Address PR feedback

sommerlukas · sommerlukas · commit 206adb30fb61 · 2024-12-02T17:08:55.000Z
Signed-off-by: Lukas Sommer &lt;lukas.sommer@codeplay.com&gt;
diff --git a/third_party/intel/lib/TritonIntelGPUToLLVM/SPIRVSubgroupOps.h b/third_party/intel/lib/TritonIntelGPUToLLVM/SPIRVSubgroupOps.h
@@ -0,0 +1,80 @@
+//===- SPIRVSubgroupOps.h - Mapping for SPIR-V Reduction --------*- C++ -*-===//
+//
+// Part of the LLVM Project, under the Apache License v2.0 with LLVM Exceptions.
+// See https://llvm.org/LICENSE.txt for license information.
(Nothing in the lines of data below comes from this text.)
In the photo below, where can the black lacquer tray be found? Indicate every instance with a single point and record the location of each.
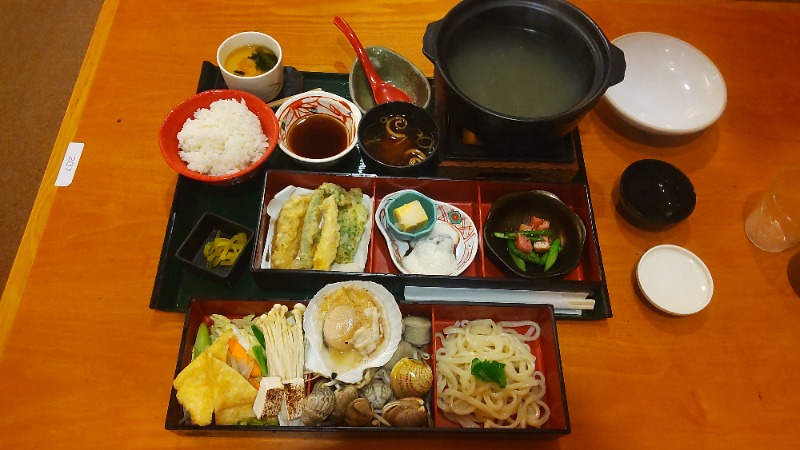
(175, 284)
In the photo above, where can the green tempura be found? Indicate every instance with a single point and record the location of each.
(352, 220)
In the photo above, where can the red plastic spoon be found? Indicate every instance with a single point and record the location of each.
(381, 90)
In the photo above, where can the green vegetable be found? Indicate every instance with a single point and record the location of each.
(534, 235)
(261, 359)
(489, 371)
(515, 258)
(202, 341)
(259, 335)
(552, 254)
(264, 60)
(258, 350)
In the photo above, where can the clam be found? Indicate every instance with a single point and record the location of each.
(377, 393)
(318, 405)
(404, 350)
(417, 330)
(342, 399)
(350, 327)
(411, 378)
(406, 412)
(359, 413)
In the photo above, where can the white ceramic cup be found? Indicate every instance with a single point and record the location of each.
(265, 86)
(774, 224)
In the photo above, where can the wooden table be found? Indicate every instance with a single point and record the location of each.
(84, 362)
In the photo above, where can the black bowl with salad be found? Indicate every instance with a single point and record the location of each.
(533, 234)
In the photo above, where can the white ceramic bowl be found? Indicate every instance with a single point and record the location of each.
(670, 87)
(674, 280)
(308, 103)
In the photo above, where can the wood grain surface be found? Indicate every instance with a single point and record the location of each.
(84, 363)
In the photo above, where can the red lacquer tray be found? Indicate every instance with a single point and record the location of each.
(545, 349)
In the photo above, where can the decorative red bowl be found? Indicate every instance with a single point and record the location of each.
(173, 123)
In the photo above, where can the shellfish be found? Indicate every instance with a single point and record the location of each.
(351, 326)
(318, 405)
(343, 397)
(406, 412)
(411, 378)
(404, 350)
(377, 393)
(358, 413)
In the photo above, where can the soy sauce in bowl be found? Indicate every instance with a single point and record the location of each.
(317, 136)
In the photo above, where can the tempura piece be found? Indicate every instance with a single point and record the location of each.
(194, 391)
(308, 235)
(339, 194)
(233, 394)
(352, 220)
(208, 385)
(288, 226)
(325, 253)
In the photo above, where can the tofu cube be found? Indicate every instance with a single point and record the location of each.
(410, 217)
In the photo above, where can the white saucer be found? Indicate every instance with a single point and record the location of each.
(674, 280)
(447, 215)
(670, 87)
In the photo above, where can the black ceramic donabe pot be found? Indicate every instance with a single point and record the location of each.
(600, 65)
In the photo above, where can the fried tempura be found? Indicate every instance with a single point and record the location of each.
(308, 235)
(325, 252)
(286, 239)
(352, 220)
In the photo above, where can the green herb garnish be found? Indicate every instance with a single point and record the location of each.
(489, 371)
(264, 60)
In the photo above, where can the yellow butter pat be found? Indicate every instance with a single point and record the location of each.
(411, 216)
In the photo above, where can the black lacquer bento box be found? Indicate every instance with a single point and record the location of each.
(545, 349)
(176, 283)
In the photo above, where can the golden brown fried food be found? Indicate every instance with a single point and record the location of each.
(325, 252)
(288, 226)
(208, 385)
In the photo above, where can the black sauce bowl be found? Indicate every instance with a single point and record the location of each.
(655, 195)
(415, 115)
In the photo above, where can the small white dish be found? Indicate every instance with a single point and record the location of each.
(674, 280)
(670, 87)
(449, 220)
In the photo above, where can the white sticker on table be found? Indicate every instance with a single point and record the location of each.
(70, 164)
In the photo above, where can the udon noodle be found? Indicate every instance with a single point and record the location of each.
(471, 402)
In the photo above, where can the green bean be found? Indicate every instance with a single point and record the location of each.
(552, 254)
(536, 234)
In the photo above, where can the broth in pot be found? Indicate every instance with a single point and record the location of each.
(516, 72)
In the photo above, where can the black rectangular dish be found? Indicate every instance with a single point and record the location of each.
(474, 198)
(175, 285)
(545, 349)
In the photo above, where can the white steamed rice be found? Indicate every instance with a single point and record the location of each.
(223, 139)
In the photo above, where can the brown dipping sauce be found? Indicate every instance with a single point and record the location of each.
(317, 136)
(398, 141)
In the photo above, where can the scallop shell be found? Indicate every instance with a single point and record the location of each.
(319, 358)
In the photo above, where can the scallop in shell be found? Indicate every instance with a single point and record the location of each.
(351, 326)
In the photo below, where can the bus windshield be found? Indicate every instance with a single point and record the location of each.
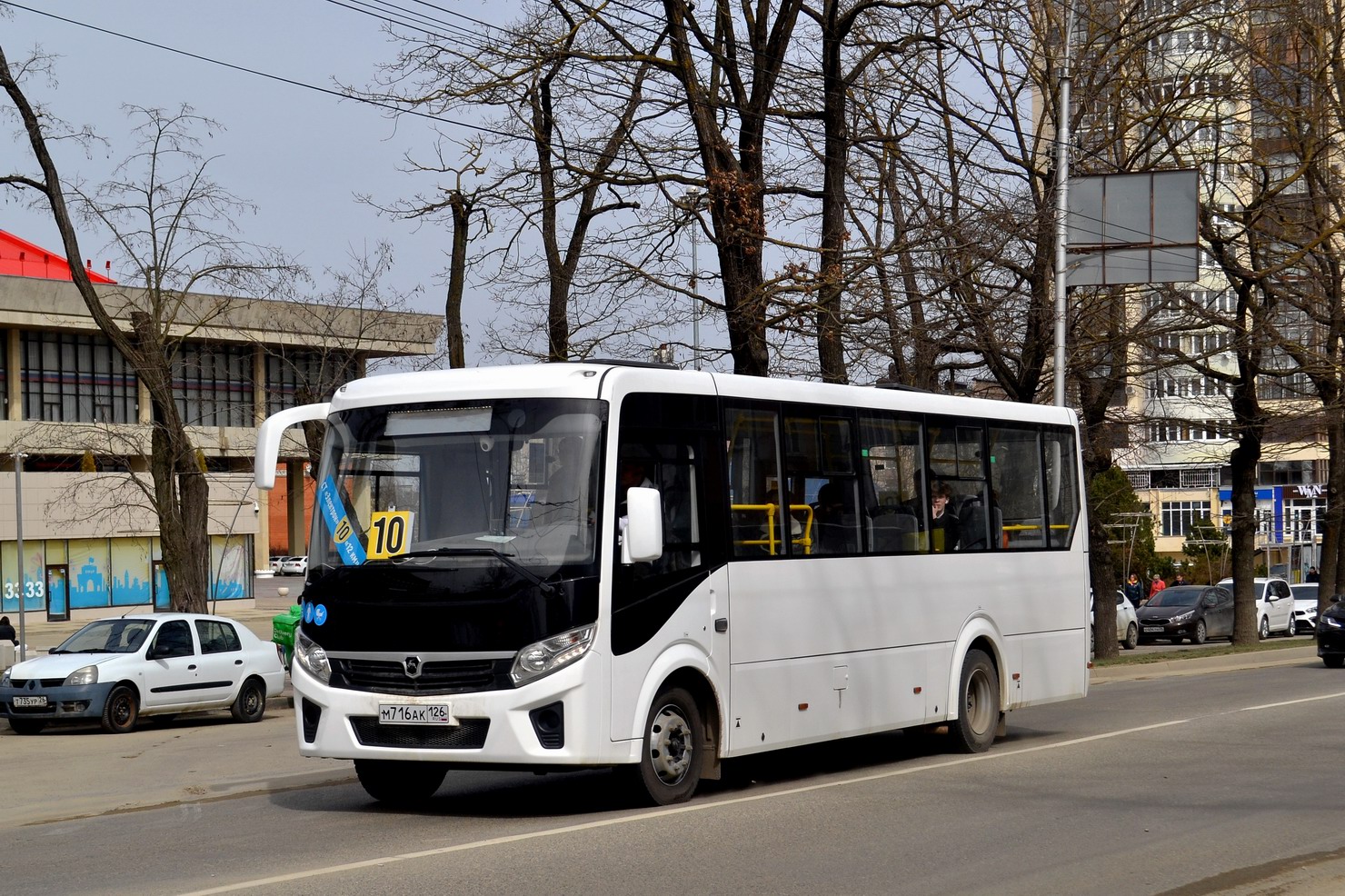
(509, 482)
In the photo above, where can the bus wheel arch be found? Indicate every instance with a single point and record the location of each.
(680, 739)
(980, 704)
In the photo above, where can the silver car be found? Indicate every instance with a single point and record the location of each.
(1127, 627)
(1305, 605)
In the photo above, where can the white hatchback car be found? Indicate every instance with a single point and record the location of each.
(294, 567)
(117, 671)
(1127, 627)
(1274, 607)
(1305, 607)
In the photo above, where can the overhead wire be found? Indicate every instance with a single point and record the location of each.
(417, 22)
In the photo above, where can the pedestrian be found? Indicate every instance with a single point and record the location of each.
(1134, 591)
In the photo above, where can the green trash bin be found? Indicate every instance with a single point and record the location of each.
(283, 630)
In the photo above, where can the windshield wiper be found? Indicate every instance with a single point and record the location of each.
(483, 552)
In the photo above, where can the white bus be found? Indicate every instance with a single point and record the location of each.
(627, 565)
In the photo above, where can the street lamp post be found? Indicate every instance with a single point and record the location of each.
(17, 525)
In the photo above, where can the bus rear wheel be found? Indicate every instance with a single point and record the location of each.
(978, 712)
(404, 784)
(670, 759)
+// SPDX-License-Identifier: Apache-2.0 WITH LLVM-exception
+//
+//===----------------------------------------------------------------------===//
+//
+// This file defines mapping from operations in the 'arith' dialect to the
+// corresponding SPIR-V Subgroup Reduction Operation.
+//
+//===----------------------------------------------------------------------===//
+
+#ifndef TRITONINTELGPUTOLLVM_SPIRVSUBGROUPOPS_H
+#define TRITONINTELGPUTOLLVM_SPIRVSUBGROUPOPS_H
+
+#include "mlir/Dialect/Arith/IR/Arith.h"
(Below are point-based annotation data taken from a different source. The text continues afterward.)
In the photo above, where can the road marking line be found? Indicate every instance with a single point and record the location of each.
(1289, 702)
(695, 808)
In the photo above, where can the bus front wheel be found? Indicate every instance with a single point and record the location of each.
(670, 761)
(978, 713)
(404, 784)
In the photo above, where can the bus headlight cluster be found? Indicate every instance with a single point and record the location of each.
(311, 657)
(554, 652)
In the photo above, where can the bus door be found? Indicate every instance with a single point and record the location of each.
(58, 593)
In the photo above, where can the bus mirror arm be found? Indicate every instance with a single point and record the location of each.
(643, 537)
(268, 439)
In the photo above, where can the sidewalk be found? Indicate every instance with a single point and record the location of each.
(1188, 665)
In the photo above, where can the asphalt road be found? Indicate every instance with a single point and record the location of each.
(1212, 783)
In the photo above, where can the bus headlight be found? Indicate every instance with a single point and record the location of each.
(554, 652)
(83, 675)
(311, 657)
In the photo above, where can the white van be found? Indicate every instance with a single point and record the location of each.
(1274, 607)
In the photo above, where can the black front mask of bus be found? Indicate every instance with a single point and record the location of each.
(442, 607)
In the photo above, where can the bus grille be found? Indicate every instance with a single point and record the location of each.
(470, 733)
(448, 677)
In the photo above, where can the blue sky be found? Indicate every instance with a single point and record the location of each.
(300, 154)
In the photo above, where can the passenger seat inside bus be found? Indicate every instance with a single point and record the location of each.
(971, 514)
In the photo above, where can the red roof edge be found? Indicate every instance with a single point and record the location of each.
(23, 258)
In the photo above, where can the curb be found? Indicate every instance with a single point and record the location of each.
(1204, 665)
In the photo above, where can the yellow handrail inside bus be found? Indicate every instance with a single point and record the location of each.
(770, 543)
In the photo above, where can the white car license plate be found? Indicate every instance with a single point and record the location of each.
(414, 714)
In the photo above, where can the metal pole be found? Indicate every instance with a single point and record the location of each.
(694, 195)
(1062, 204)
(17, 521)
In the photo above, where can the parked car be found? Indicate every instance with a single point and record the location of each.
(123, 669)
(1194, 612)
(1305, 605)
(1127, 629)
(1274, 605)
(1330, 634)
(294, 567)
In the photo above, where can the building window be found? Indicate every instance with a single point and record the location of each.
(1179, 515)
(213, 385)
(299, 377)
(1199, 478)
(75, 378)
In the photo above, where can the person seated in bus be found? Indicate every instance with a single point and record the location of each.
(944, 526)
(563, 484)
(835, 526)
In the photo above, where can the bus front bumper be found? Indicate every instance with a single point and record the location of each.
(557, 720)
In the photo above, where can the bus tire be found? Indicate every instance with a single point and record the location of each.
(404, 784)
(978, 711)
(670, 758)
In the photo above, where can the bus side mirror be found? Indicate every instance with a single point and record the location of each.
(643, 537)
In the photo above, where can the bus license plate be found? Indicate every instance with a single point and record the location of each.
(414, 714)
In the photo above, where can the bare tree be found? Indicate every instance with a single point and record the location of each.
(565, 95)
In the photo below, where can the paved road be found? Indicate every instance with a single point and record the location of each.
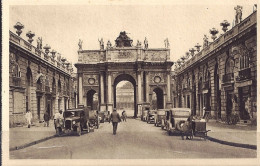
(134, 140)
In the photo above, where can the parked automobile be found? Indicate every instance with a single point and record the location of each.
(174, 117)
(145, 110)
(164, 119)
(159, 117)
(150, 116)
(75, 120)
(93, 118)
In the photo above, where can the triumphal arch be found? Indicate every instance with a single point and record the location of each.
(148, 69)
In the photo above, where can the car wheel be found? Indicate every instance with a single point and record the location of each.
(79, 131)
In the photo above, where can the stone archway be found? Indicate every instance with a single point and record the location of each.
(125, 77)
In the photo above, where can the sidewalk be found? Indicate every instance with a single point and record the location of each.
(234, 135)
(21, 137)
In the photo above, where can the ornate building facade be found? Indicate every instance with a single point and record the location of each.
(222, 77)
(38, 81)
(125, 96)
(99, 71)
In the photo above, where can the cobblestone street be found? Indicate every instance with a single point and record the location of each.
(134, 140)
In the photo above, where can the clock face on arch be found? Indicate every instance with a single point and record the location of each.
(157, 79)
(91, 81)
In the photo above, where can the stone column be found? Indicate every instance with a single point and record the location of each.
(169, 102)
(139, 87)
(102, 95)
(147, 87)
(109, 93)
(80, 90)
(102, 88)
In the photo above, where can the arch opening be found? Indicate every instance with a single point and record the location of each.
(92, 99)
(122, 80)
(157, 98)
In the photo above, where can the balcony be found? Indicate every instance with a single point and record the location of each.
(39, 88)
(244, 74)
(205, 85)
(228, 78)
(53, 90)
(16, 81)
(47, 89)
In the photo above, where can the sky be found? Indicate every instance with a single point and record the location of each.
(184, 24)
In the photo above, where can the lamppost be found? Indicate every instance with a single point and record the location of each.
(18, 26)
(53, 52)
(198, 47)
(30, 34)
(213, 32)
(225, 24)
(192, 50)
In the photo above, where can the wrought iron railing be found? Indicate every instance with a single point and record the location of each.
(244, 74)
(228, 78)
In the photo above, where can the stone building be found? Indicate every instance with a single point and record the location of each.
(125, 96)
(37, 80)
(222, 77)
(148, 69)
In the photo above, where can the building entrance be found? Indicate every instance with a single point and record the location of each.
(101, 70)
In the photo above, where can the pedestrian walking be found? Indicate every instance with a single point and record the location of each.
(55, 117)
(124, 115)
(46, 118)
(28, 117)
(115, 118)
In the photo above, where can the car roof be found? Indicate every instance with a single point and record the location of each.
(75, 109)
(180, 109)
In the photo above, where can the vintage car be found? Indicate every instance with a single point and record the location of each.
(75, 120)
(159, 117)
(145, 110)
(93, 118)
(174, 117)
(150, 116)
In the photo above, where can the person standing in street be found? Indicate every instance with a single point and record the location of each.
(28, 117)
(46, 118)
(55, 117)
(115, 118)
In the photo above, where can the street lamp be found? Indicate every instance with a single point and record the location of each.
(18, 26)
(198, 47)
(192, 50)
(213, 32)
(53, 52)
(30, 34)
(47, 47)
(225, 24)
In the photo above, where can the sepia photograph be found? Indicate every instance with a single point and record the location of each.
(130, 83)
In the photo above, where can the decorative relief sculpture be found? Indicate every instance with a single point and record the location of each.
(205, 41)
(39, 43)
(145, 43)
(109, 45)
(80, 44)
(90, 79)
(238, 16)
(166, 43)
(101, 43)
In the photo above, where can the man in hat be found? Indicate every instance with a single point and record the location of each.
(115, 118)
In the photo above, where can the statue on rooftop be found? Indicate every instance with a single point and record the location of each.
(39, 43)
(238, 14)
(138, 44)
(80, 44)
(166, 43)
(109, 45)
(205, 41)
(145, 43)
(101, 43)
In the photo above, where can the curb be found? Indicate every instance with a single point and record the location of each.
(32, 143)
(248, 146)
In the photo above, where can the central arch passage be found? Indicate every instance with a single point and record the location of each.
(125, 77)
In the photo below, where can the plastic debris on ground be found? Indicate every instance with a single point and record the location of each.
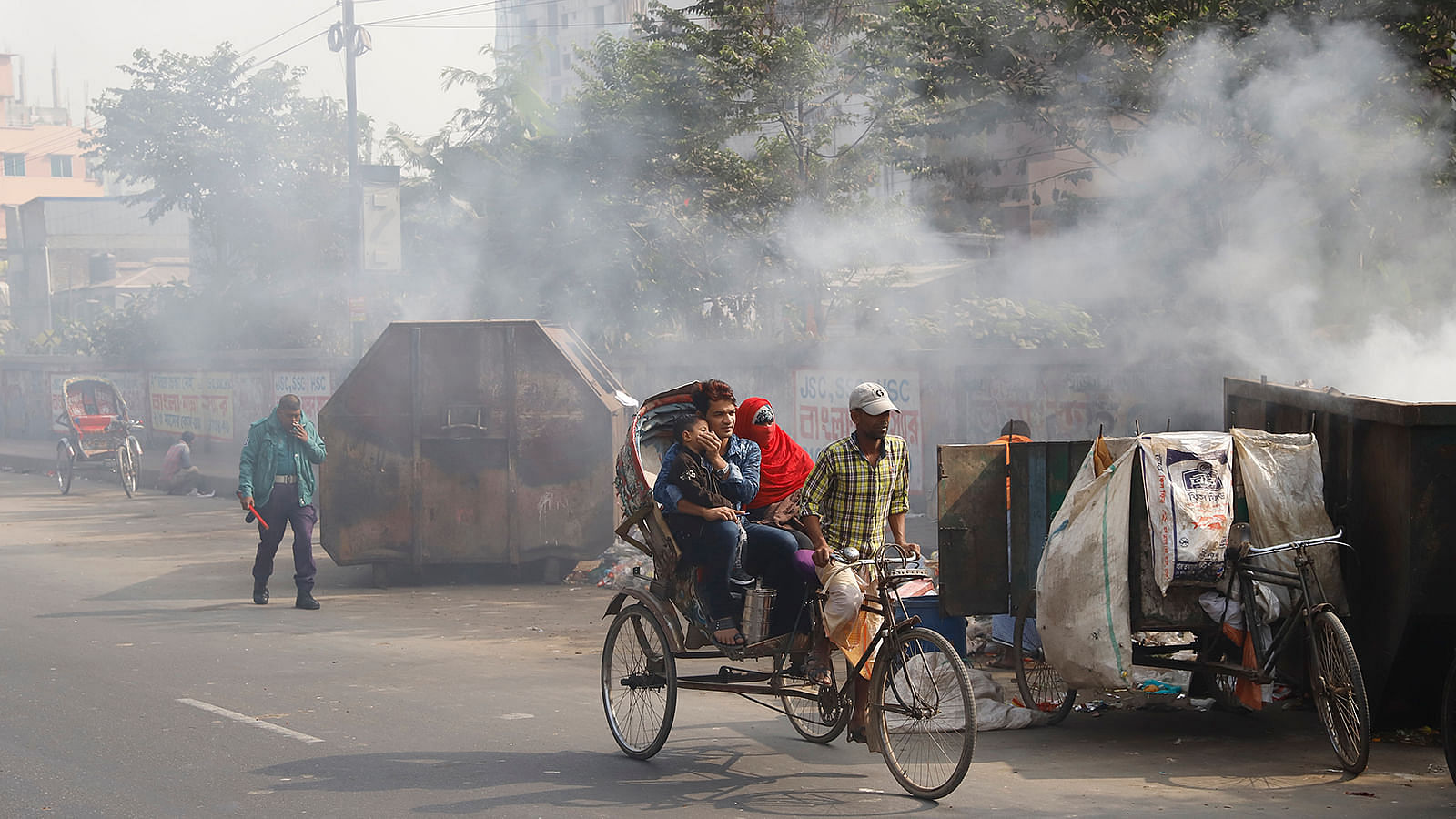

+#include "mlir/Dialect/SPIRV/IR/SPIRVOps.h"
+
+using namespace mlir;
+
+namespace mlir::triton::intel {
+
+template <typename OpTy> struct SPIRVArithmeticGroupOp {};
+
+template <> struct SPIRVArithmeticGroupOp<arith::AddFOp> {
+  using type = spirv::GroupNonUniformFAddOp;
+};
+template <> struct SPIRVArithmeticGroupOp<arith::AddIOp> {
+  using type = spirv::GroupNonUniformIAddOp;
+};
+template <> struct SPIRVArithmeticGroupOp<arith::MulFOp> {
+  using type = spirv::GroupNonUniformFMulOp;
+};
+template <> struct SPIRVArithmeticGroupOp<arith::MulIOp> {
+  using type = spirv::GroupNonUniformIMulOp;
+};
+template <> struct SPIRVArithmeticGroupOp<arith::MaxNumFOp> {
+  using type = spirv::GroupNonUniformFMaxOp;
+};
+template <> struct SPIRVArithmeticGroupOp<arith::MinNumFOp> {
+  using type = spirv::GroupNonUniformFMinOp;
+};
+
+template <typename OpTy>
+using SPIRVArithmeticGroupOpTy = typename SPIRVArithmeticGroupOp<OpTy>::type;
+
+template <typename OpTy> struct SPIRVBitwiseGroupOp {};
+
+template <> struct SPIRVBitwiseGroupOp<arith::AndIOp> {
+  using type = spirv::GroupNonUniformBitwiseAndOp;
+};
+template <> struct SPIRVBitwiseGroupOp<arith::OrIOp> {
+  using type = spirv::GroupNonUniformBitwiseOrOp;
+};
+template <> struct SPIRVBitwiseGroupOp<arith::XOrIOp> {
+  using type = spirv::GroupNonUniformBitwiseXorOp;
+};
+
+template <typename OpTy>
+using SPIRVBitwiseGroupOpTy = typename SPIRVBitwiseGroupOp<OpTy>::type;
+
+template <typename OpTy> struct SPIRVLogicalGroupOp {};
+
+template <> struct SPIRVLogicalGroupOp<arith::AndIOp> {
+  using type = spirv::GroupNonUniformLogicalAndOp;
+};
+template <> struct SPIRVLogicalGroupOp<arith::OrIOp> {
+  using type = spirv::GroupNonUniformLogicalOrOp;
+};
+template <> struct SPIRVLogicalGroupOp<arith::XOrIOp> {
+  using type = spirv::GroupNonUniformLogicalXorOp;
+};
+
+template <typename OpTy>
+using SPIRVLogicalGroupOpTy = typename SPIRVLogicalGroupOp<OpTy>::type;
+
+} // namespace mlir::triton::intel
+
+#endif // TRITONINTELGPUTOLLVM_SPIRVSUBGROUPOPS_H
diff --git a/third_party/intel/lib/TritonIntelGPUToLLVM/TargetInfo.cpp b/third_party/intel/lib/TritonIntelGPUToLLVM/TargetInfo.cpp
@@ -7,6 +7,7 @@
 //===----------------------------------------------------------------------===//
 
 #include "TargetInfo.h"
+#include "SPIRVSubgroupOps.h"
 #include "Utility.h"
 #include "mlir/Dialect/SPIRV/IR/SPIRVOps.h"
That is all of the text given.